Зажигается свет. На сцену выходит человек, кашляет и требует, чтобы его друг сходил и купил ему пачку сигарет. Затем он идет в туалет, устроенный в глубине сцены слева, и в зале раздается звук мочеиспускания. Аудитория начинает смеяться. Это было очевидно с самого начала: зрители смотрели не миф, они смотрели на человека.
Сиятвинда и Мартинес Карденас на полтора часа воскресили доктора Кинга. Мы были не в Москве, а в Мемфисе, и они заполнили помещение дымом и русскими словами. Доказывая высокое качество перевода, зрители смеялись в те самые моменты, когда смеялась англоязычная аудитория. Они так же громко хлюпали носами и аплодировали. Когда зажегся свет в зале, его реакция показалась оглушительной и актерам, и мне.

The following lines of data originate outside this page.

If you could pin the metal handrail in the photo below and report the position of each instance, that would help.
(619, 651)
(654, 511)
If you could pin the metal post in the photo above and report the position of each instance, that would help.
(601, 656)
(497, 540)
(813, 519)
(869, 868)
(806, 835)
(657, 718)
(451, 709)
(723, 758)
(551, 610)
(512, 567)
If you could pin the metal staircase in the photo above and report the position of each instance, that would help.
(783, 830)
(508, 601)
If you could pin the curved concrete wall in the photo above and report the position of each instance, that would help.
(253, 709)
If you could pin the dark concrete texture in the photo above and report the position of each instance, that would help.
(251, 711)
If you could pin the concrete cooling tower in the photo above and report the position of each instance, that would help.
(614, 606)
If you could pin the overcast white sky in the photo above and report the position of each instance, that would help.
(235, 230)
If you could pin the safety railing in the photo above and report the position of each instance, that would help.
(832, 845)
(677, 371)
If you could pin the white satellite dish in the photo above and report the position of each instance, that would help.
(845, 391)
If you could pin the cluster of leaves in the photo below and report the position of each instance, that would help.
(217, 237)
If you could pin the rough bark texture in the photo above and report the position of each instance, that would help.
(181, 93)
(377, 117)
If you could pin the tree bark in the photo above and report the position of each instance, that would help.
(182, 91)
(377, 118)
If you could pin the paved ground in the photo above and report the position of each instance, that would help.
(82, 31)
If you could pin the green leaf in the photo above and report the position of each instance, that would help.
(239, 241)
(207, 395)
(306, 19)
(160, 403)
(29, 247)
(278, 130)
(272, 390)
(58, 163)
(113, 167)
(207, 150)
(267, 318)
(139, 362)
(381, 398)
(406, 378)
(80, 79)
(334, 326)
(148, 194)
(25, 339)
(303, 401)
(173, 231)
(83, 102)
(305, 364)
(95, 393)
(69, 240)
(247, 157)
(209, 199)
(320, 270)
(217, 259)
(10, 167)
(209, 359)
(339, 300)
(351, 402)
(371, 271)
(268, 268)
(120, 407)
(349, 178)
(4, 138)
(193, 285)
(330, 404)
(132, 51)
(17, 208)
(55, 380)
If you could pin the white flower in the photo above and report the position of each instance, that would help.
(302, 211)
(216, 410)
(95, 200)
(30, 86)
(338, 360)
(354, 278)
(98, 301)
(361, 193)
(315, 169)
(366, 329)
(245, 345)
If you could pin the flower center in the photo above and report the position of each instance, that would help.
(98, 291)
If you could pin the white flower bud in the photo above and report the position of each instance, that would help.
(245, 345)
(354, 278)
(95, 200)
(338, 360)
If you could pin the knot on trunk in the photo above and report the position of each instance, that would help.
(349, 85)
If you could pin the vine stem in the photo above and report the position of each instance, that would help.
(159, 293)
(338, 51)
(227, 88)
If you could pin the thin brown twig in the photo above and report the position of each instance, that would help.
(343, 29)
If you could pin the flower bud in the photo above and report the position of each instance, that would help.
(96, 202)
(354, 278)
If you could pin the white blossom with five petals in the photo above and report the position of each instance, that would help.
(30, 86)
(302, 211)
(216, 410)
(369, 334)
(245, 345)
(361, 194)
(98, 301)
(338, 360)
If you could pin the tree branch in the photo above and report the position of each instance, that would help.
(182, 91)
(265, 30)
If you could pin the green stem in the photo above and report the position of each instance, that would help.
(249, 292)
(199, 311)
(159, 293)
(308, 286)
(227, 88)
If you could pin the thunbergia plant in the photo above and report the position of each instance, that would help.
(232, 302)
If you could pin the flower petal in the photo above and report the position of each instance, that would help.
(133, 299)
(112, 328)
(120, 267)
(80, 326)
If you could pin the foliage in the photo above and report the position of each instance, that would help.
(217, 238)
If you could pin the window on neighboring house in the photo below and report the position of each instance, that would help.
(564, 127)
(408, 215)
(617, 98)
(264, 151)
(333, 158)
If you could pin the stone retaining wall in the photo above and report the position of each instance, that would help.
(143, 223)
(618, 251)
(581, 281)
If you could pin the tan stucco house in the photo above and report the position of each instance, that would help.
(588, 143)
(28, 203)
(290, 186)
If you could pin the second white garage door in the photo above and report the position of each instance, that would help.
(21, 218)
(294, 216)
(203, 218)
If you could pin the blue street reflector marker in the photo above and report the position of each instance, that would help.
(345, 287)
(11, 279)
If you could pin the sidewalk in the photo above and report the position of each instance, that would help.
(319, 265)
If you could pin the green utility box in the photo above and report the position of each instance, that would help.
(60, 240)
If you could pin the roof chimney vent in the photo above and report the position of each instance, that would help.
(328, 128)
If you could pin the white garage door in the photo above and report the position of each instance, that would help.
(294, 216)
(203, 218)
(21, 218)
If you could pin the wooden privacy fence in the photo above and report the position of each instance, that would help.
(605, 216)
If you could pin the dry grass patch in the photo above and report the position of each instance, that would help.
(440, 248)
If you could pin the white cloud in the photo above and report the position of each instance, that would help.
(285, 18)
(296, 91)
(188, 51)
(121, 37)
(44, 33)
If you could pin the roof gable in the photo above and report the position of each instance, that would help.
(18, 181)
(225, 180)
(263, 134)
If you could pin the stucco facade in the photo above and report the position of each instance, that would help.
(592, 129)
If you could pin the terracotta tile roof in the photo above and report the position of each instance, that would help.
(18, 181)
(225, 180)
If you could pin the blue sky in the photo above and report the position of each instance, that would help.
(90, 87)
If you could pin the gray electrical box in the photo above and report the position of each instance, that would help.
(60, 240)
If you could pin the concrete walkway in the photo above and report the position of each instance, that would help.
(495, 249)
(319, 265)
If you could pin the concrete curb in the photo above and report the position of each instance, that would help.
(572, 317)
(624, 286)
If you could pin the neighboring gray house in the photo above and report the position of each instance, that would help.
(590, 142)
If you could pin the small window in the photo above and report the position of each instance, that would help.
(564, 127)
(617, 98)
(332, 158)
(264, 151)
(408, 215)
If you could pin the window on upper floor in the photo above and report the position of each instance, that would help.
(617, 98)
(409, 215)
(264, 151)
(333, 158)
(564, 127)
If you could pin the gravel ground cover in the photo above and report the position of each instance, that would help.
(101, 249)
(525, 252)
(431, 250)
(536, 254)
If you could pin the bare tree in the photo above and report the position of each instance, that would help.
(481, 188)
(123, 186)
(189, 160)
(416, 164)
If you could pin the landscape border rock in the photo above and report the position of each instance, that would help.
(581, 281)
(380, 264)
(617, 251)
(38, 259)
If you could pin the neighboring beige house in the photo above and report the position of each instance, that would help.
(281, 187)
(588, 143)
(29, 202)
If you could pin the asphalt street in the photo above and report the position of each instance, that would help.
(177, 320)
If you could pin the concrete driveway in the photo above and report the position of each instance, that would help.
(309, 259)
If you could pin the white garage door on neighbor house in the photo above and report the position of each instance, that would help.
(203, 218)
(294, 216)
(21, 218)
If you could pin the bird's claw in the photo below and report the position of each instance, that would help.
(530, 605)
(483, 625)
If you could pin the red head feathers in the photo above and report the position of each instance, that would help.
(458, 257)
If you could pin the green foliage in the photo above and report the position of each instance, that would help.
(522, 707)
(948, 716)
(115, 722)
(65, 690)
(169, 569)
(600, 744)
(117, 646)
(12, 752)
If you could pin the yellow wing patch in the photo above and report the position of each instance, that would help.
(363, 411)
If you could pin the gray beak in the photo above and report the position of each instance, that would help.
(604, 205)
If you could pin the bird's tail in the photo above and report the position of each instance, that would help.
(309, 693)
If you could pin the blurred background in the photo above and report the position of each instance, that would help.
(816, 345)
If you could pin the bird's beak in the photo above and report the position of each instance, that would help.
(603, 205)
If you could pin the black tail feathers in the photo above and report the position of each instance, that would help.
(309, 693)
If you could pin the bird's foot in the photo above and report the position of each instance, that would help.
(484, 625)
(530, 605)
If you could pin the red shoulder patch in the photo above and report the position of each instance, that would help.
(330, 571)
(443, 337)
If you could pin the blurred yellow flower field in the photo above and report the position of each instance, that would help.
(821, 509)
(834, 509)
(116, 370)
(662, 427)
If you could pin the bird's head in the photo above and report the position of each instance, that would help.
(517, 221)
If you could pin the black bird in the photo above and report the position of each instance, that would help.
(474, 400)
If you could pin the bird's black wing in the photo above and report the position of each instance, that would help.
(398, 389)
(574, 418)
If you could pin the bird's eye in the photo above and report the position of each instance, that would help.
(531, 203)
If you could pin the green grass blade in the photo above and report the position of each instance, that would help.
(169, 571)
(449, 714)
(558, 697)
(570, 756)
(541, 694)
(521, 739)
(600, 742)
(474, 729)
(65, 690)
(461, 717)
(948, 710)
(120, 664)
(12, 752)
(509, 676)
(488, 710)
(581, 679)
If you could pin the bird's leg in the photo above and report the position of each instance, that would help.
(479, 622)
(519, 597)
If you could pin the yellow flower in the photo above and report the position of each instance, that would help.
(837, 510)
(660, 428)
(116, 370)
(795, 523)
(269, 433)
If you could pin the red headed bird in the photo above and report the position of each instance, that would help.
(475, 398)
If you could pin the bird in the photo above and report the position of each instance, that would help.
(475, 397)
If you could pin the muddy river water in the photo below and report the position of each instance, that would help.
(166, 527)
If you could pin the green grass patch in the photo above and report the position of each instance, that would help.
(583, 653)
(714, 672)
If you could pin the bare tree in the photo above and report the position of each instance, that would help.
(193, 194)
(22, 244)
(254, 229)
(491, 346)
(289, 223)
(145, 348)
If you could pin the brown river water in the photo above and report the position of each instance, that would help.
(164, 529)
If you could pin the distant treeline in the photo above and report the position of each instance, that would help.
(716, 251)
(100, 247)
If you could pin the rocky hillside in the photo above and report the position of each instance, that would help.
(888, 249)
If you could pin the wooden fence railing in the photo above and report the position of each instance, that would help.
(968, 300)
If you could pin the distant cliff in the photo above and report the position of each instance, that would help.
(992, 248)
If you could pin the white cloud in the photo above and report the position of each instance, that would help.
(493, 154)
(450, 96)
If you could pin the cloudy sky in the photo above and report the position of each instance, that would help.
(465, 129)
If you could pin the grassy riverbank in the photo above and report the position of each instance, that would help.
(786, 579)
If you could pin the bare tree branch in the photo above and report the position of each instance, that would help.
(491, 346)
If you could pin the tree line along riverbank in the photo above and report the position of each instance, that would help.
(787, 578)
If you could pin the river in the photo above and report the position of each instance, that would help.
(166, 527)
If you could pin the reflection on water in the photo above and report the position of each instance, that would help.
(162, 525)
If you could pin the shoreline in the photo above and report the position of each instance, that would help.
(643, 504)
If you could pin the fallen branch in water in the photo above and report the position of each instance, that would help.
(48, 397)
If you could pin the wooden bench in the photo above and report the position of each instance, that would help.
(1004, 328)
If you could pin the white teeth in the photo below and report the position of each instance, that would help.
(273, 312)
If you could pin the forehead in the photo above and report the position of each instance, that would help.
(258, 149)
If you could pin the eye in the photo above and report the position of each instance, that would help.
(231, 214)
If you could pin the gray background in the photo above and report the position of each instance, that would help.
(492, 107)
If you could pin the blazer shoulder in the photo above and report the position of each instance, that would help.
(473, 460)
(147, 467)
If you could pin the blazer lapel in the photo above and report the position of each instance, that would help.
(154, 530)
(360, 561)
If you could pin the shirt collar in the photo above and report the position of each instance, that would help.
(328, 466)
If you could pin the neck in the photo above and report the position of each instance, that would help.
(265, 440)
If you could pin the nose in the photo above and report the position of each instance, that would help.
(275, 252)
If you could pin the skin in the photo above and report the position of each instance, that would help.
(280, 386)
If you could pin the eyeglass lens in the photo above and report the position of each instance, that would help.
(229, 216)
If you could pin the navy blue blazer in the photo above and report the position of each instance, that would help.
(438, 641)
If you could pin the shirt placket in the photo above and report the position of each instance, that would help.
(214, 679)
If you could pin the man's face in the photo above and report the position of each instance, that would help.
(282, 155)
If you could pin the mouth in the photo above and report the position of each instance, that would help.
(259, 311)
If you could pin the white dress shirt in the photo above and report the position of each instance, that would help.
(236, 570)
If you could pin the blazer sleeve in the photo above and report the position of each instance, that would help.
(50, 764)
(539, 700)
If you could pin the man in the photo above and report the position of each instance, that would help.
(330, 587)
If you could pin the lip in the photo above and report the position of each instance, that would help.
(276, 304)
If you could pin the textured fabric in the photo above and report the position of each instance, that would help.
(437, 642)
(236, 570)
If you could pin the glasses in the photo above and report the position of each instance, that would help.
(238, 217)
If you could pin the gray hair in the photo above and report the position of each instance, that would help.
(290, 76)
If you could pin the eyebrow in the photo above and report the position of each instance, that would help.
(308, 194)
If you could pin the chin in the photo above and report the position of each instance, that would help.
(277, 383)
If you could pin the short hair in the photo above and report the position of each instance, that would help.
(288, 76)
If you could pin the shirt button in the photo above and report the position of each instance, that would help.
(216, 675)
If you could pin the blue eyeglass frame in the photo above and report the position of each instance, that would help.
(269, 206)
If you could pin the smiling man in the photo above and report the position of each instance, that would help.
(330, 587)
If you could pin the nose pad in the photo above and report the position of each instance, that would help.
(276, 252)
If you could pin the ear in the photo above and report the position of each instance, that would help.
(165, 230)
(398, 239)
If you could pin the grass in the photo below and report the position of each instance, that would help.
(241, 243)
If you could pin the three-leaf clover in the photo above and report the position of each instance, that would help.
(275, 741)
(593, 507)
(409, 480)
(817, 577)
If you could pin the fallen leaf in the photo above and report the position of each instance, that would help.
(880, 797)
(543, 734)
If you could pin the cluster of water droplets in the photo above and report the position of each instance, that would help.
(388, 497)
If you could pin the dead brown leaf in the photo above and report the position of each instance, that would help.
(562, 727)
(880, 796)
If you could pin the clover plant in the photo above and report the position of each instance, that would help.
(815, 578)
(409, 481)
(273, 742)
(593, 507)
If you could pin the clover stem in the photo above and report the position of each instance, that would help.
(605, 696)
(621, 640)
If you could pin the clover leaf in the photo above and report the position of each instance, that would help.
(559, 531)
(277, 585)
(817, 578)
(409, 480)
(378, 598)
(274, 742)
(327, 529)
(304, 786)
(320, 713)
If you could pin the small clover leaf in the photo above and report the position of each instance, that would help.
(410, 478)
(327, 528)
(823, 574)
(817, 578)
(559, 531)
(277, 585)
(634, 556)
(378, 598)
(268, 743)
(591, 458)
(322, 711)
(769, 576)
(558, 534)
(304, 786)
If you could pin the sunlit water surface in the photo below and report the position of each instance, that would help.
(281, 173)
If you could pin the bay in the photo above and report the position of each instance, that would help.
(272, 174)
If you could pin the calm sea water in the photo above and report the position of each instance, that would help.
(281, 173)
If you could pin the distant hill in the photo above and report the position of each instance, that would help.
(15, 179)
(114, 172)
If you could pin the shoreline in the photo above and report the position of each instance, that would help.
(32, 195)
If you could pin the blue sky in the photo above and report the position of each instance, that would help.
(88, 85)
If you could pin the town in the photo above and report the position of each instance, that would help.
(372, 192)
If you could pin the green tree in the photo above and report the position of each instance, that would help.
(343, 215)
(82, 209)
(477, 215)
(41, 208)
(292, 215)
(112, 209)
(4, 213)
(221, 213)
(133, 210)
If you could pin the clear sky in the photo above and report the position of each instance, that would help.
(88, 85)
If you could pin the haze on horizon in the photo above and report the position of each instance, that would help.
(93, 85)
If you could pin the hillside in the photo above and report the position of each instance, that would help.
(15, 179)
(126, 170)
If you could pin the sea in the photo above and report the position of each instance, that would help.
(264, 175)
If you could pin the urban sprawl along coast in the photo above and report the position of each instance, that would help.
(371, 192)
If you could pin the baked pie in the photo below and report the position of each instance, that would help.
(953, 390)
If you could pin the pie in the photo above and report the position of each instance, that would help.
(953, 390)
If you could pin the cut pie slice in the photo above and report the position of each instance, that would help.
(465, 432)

Во время разговора после спектакля один из координаторов фестиваля Елена Ковальская спросила зрителей, все ли они поняли, особенно некоторые американские исторические реалии.
«Почему все думают, что российский зритель глуп? – спросил драматург Максим Курочкин, также работавший с центром Lark. – Нам не надо все подробно объяснять. Пьеса сама все расскажет». Другой драматург Елена Гремина, основавшая «Документальный театр», говорит, что в конце она немного разочаровалась, так как «почувствовала, что пьеса больше для Америки, а не для русских». «Там было много пафоса. Америка, может, и сумела решить свои проблемы, но мы в России нет». (До этого она отметила, что в ходе декабрьских беспорядков были убиты четыре молодых чеченца.)
Я сразу же объяснила, что Америка и сегодня периодически переживает рецидивы, в связи с чем некоторые российские студенты выразили удивление. Я сказала слушателям: «Мы больше похожи, чем вы думаете».
Как и большинство драматургов, я страстно ненавижу такие разговоры после спектаклей. Но в тот момент я увидела, что мосты наведены. Созданная в Америке пьеса стала тем безопасным пространством, где русские могут честно обратиться к политическим и социальным проблемам своего общества. Увидев, как зрители экзаменуют себя и свою страну, глядя на человека, решающего вопросы равенства в покрытой плесенью комнате мотеля в Мемфисе много лет тому назад, я получила приятные новые впечатления, вытеснившие мои мрачные воспоминания о 2004 годе. Я обещала себе никогда не возвращаться, но этому обещанию суждено было оказаться нарушенным.